Antarctic Ecology


Kids and even older students often think that animals = vertebrates or even animals = mammals. That is of course incorrect. Any eukaryotic organism that eats preformed nutrients and does not engage in photosynthesis and isn’t a fungus or slime mould is an animal.  Sorry to be pedantic but that changes the questions, e.g. how many animals are there. Have a look at this poster which has information specifically about the Ross Sea region:

1) What animals do you see when you go there?

We see penguins, flying seabirds, seals and whales. But there are many more animals we don’t see in the ocean, such as fish, krill, and many other marine species.

2) How many species of animals are in Antarctica?

A lot (see note above).  In terms of vertebrates, there are about six species of penguins, five species of seals, seven species of whale, and over 20 species of flying seabirds. There are ca. 300 species of fish we know of in the Southern Ocean, many of which live only there and nowhere else. There is also a vast number of invertebrates, the most famous of which is krill.

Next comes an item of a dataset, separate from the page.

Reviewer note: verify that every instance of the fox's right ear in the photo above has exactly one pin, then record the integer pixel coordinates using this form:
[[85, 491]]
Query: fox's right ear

3) What changes have you seen in Antarctica over the past 20 or so years?

We have seen little effect of climate change in the Ross Sea sector yet. However, more and more people are coming to Antarctica and more stations are being built. There is a greater emphasis on environmental protection. I think more can be done with remote sensing to reduce the number of scientists traveling to the ice each year. There is also conceRn about a large increase in the number of tourists to Antarctica due to the potential for environmental degradation, pollution, accidents etc.

4) How is global warming affecting the wildlife that live there?

As above, we are not seeing a lot of change yet. However, on the Antarctic Peninsula, the sea ice is changing and the distribution of penguin species is shifting, with everyone moving further south. This means that the most southerly species may run out of room. There has also been an increase in rain fall in the Antarctic Peninsula region. This is very bad for penguin chicks, as their downy insulation does not keep them warm when they get wet (the adults have outer guard feathers conditioned with special lipids to keep the water out of their plumage).  We can also look to the Arctic, which is changing faster, to get an idea of how animals in the Antarctic may be affected by climate change in the future. For example, in the Arctic species that need pack ice are severely affected such as polar bears and harp seals. This suggests that with rising temperatures and loss of sea ice, Antarctic animals that need sea ice may be affected, such as emperor penguins, crab-eater seals and leopard seals.  Warming of the ocean and loss of ice can also affect the animals’ food supply for example by reducing the amount of krill (through loss of sea ice) or by changing the distribution of fish to greater depth.

Regina Eisert is a comparative mammalian physiologist. Before joining Gateway Antarctica at the University of Canterbury in 2013, she was working at the Smithsonian Institution in Washington, DC. She has participated in six Antarctic expeditions and studies Antarctic top predators including Weddell seals and killer whales.